Two-way Mapping Relationship
A workflow conversion comprises two parts:
- A complete mapping of the topological structure of the original workflow
- A partial mapping of a property of an operator of the Texera workflow to properties of the corresponding operator of the original workflow
To preserve the topological structure, we traverse through the input workflow tree, retrieve the desired nodes, and populate the corresponding sections in the Texera tree. The mapping direction of this part is “Third-party workflow -> Texera workflow.”
To map the properties of each operator, things are quite tricky. We are only interested in the operator properties that exist in the target Texera workflow. We loop through the property tree for each Texera operator, and extract the corresponding property nodes from the property tree of the original operator. The mapping direction of this part: “Texera operator properties -> Third-party operator properties.

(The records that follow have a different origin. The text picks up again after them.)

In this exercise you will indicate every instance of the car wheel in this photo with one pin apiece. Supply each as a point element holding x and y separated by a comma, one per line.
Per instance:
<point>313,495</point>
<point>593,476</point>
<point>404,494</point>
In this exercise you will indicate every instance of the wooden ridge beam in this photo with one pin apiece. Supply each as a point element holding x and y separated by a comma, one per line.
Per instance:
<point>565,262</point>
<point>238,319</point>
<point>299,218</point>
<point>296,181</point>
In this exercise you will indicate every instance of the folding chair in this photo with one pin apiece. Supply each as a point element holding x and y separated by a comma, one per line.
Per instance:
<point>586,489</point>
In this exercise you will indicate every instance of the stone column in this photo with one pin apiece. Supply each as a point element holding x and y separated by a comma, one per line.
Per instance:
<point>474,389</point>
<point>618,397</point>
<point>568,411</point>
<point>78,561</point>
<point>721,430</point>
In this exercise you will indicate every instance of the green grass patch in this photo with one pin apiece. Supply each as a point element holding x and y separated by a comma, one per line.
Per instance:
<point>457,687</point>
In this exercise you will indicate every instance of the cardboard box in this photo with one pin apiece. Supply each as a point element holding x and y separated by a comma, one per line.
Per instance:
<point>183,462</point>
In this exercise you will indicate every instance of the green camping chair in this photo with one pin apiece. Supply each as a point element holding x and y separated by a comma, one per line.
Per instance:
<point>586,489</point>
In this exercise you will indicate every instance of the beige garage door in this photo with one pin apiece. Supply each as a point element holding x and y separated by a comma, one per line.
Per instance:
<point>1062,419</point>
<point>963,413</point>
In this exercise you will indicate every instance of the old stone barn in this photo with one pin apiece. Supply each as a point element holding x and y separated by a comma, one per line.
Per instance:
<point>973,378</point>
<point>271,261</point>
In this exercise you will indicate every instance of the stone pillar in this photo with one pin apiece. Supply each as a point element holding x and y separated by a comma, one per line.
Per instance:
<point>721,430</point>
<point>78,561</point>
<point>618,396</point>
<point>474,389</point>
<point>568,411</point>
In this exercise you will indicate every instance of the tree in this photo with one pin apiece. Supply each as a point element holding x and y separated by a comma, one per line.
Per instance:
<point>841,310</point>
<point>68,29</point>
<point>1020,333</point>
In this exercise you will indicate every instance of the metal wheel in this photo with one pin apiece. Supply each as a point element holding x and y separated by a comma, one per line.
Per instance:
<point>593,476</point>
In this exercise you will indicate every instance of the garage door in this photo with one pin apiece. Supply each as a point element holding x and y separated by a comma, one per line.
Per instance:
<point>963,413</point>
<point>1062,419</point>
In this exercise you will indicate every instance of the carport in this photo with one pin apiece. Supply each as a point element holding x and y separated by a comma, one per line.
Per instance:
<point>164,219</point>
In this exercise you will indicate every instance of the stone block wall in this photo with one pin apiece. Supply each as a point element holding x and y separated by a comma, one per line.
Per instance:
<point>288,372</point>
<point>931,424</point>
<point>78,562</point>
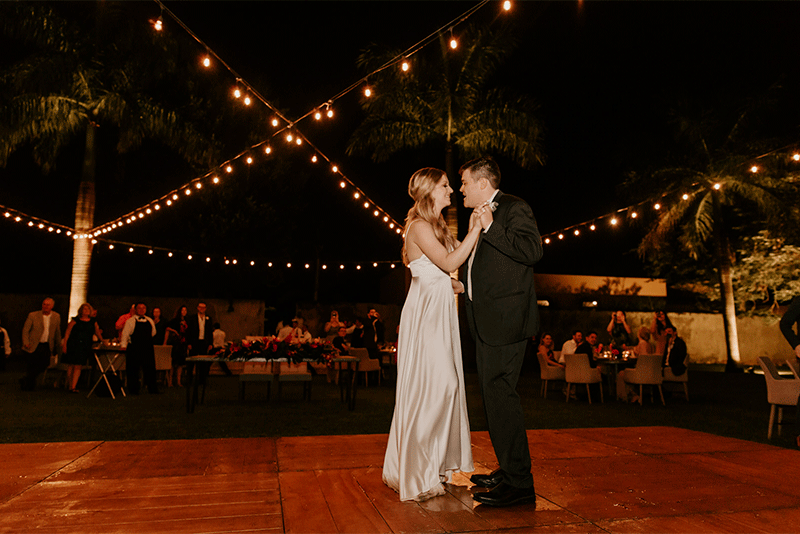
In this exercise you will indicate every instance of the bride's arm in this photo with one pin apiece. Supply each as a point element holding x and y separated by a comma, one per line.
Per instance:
<point>422,236</point>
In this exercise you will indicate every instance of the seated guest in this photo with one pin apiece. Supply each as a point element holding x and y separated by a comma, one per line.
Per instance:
<point>590,347</point>
<point>546,350</point>
<point>675,357</point>
<point>570,345</point>
<point>286,331</point>
<point>357,337</point>
<point>644,346</point>
<point>218,336</point>
<point>340,344</point>
<point>619,330</point>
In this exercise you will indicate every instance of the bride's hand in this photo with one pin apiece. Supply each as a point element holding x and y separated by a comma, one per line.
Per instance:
<point>475,218</point>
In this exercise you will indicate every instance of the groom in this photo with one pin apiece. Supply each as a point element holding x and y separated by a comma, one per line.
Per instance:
<point>502,316</point>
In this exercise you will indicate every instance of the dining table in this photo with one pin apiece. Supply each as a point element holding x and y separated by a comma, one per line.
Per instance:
<point>107,356</point>
<point>198,368</point>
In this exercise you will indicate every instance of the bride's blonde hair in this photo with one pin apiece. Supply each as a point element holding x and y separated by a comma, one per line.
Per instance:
<point>420,187</point>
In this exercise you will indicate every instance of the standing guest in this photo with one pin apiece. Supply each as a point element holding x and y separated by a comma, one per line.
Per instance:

Support for Unknown Operators/Properties
A dummy operator is introduced in Texera to preserve the DAG structure of a workflow when translating operators from a third-party platform to Texera. It acts as a placeholder in scenarios where operators present in a third-party workflow aren’t present in Texera, or where translation isn’t one-to-one.
Some third-party operators have properties not present in Texera, and it is desirable to preserve the properties and their values, even if there isn’t a corresponding property in Texera. For this purpose, we introduced dummy properties to preserve information about such operators during translation.
Final product
The workflow parser takes in a third-party workflow’s metadata and translates it into a Texera workflow JSON file according to the mapping configuration file (mapping_config.yaml) Every source operator that has a counterpart in Texera would need an instance inside the configuration file for the parser to work properly. The dummy operator is a placeholder operator disabled by default for users. If enabled by a developer, it is read-only, and should only come from the workflow parser’s output. It supports multiple input and output edges, but cannot be executed. A dummy property is a placeholder property with two fields: a title and a description. Dummy properties are also disabled by default. If enabled by a developer, every Texera operator, including the dummy operator, gains access to a list of dummy properties as one of its properties, where unimplemented properties or missing features can be described by adding dummy properties as needed.